Alors que Jules Verne mettait 80 jours pour faire le tour du monde, Festival Scope entend changer la donne en permettant aux professionnels du cinéma de se déplacer de chez soi vers les plus grands festivals du monde. Dix mois après son lancement, 45 festivals ont déjà participé à l’aventure permettant ainsi au cinéma indépendant de s’offrir une nouvelle vitrine et d’avoir une meilleure chance d’être distribué. Une aubaine à l’heure où le cinéma dit mainstream n’a jamais autant envahi nos écrans. Alessandro Raja, fondateur de Festival Scope et ancien directeur des ventes chez Celluloid Dreams, nous en dit plus sur sa plateforme et son combat pour sauvegarder la création artistique.

Pourriez-vous nous présenter votre plateforme Festival Scope ?

Festival Scope est une plateforme Internet réservée aux professionnels du cinéma (distributeurs, programmateurs de festivals, producteurs, chaines de TV, exploitants, sociétés de vente, journalistes de cinéma) proposant le visionnage en ligne des films programmés dans nos festivals partenaires. L’idée est de mettre en lumière ces films indépendants auprès des professionnels du cinéma pour en aider la promotion et la distribution.

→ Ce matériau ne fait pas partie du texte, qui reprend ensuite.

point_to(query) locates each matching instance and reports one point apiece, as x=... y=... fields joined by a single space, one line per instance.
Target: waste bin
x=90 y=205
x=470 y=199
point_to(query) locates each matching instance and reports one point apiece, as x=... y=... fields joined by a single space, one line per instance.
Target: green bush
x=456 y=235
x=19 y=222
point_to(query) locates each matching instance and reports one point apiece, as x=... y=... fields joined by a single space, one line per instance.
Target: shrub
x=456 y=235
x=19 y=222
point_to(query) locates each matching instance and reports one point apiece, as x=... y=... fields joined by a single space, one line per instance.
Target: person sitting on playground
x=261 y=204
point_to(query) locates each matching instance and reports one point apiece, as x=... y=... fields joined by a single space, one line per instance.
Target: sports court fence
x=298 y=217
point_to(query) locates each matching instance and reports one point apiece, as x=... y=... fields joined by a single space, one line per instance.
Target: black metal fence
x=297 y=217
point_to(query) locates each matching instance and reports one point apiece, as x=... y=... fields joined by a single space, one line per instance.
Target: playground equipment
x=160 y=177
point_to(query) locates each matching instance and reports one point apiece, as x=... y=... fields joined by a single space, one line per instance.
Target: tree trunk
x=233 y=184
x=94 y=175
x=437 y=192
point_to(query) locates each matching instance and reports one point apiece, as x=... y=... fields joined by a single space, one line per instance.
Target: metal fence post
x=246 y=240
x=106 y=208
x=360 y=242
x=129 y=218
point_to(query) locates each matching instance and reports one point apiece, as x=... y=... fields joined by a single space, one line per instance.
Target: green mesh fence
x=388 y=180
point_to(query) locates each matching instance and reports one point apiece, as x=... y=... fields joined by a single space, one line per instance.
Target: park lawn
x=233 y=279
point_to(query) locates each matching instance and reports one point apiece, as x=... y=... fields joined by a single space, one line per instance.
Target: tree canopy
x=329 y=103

A ce jour, 10 mois après le lancement, nous avons des partenariats avec plus de 45 festivals internationaux comme Cannes (la Quinzaine et la Semaine), Berlin (Panorama et Forum), Rotterdam, Locarno, FID Marseille, Paris Cinéma, Clermont-Ferrand, Melbourne et plus de 500 films sont accessibles en ligne.

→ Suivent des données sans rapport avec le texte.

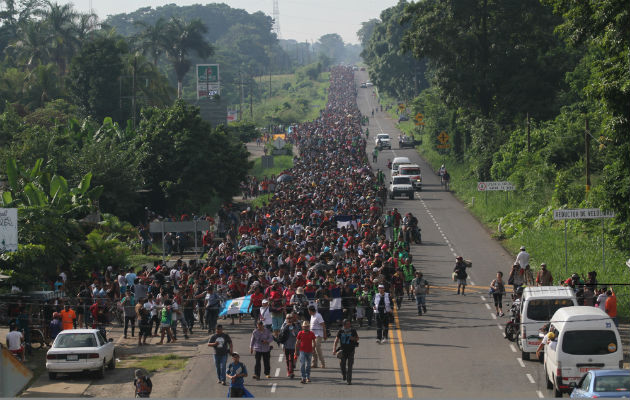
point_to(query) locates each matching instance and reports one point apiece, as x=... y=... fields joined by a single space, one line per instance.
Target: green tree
x=94 y=76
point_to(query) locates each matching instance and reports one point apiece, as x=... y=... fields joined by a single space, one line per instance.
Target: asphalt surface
x=456 y=350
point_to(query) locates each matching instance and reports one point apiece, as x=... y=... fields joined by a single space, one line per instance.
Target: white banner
x=8 y=229
x=582 y=213
x=494 y=186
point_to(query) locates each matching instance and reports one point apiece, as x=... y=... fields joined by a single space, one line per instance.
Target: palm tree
x=182 y=38
x=61 y=23
x=152 y=39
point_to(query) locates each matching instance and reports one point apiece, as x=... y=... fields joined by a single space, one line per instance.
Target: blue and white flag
x=238 y=305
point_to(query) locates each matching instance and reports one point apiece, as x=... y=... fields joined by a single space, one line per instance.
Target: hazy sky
x=299 y=19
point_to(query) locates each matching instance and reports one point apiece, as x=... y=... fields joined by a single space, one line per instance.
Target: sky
x=301 y=20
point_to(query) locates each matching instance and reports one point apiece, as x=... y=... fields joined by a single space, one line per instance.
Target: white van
x=413 y=172
x=538 y=305
x=586 y=339
x=398 y=161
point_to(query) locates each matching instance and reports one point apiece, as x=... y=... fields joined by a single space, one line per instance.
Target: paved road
x=456 y=350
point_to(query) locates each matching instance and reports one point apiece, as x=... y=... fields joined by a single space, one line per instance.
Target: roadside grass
x=167 y=362
x=280 y=163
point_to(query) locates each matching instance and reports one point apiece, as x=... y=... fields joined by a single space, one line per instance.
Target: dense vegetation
x=515 y=83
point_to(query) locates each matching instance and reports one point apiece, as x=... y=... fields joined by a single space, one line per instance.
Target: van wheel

Comment arrivez-vous à nouer des partenariats avec des festivals du monde entier et comment sélectionnez-vous les films ? Quelles sont les difficultés que vous pouvez rencontrer lors de ces démarches ?

Les festivals sont nos partenaires. Chaque partenariat est différent, nous réfléchissons avec le festival à la meilleure formule pour travailler ensemble. D’une année sur l’autre, nous cherchons les pistes d’amélioration possibles.

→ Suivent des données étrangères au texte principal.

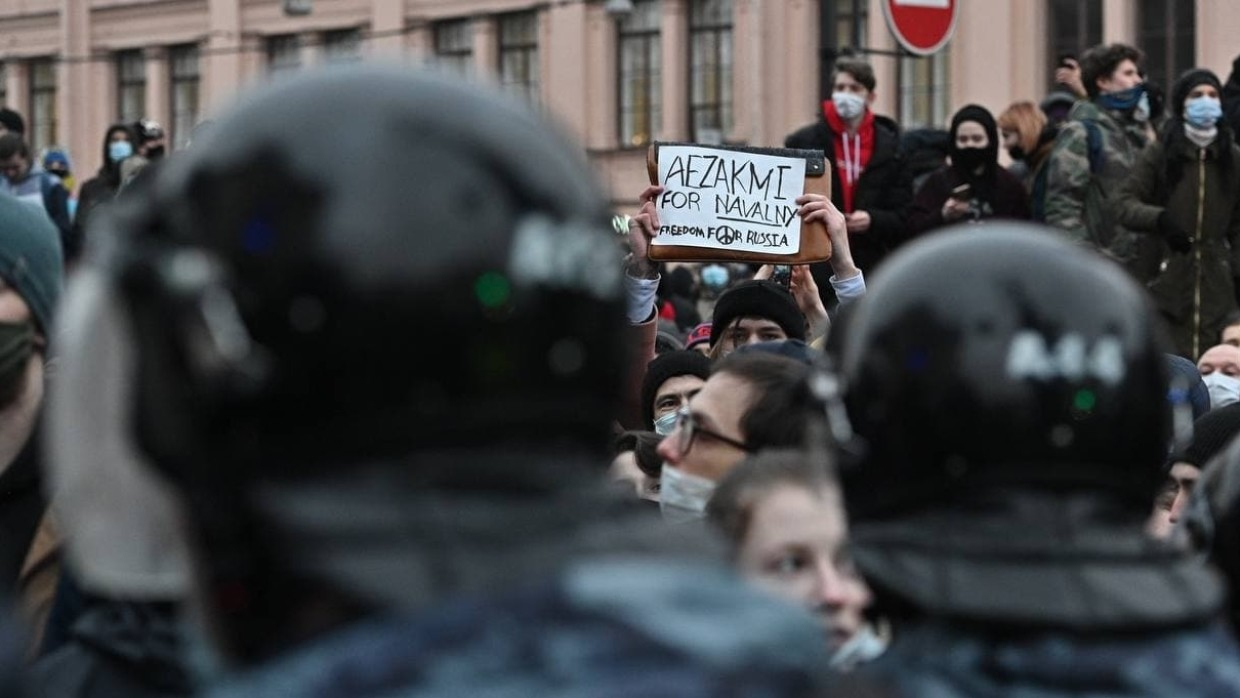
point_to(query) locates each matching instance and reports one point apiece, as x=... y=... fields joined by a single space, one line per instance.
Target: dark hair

Nous réfléchissons ensemble aux films présentés dans le festival qu’il serait intéressant de montrer sur Festival Scope. Ce sont principalement les films qu’il fait sens de mettre en avant auprès des professionnels, donc présentés pour la première fois, comme des premières de films locaux , des premiers films etc.

En quoi vos expériences passées vous ont-elles aidé à développer Festival Scope ? Qui sont les membres de votre équipe ?

Festival Scope est né en 2009 du constat de la difficulté accrue de distribution des films indépendants à l’international. C’est la combinaison de notre passion pour ce cinéma là, de notre expérience professionnelle dans la distribution internationale et des possibilités d’Internet. J’ai précédemment travaillé en tant que directeur des Ventes chez Celluloid Dreams ainsi que pour Coproduction Office à Paris. J’ai aussi vécu à Londres où je travaillais pour un distributeur: Artificial Eye ainsi que pour une salle de cinéma The Everyman. L’équipe est aussi composée de Mathilde Henrot, précédemment Directrice des Ventes chez MK2, Lucie Kalmar, précédemment en charge des festivals et des acquisitions chez Wild Bunch. Nous sommes également entourés de jeunes professionnels passionnés de cinéma et d’Internet qui nous aident à rendre Festival Scope plus vivant et plus cinéphile !

Quel est selon vous l’avenir du cinéma d’auteur et des festivals ? Festival Scope a-t-il pour vocation d’être ouvert un jour au grand public ?

Nous nous concentrons sur la promotion auprès des professionnels pour qu’ils trouvent encore plus d’angles d’accroche pour acheter les films, parler des films… pour qu’ils trouvent leur public ! Il y a beaucoup à faire dans cette direction et surtout en ce moment de très grande difficulté pour les films indépendants.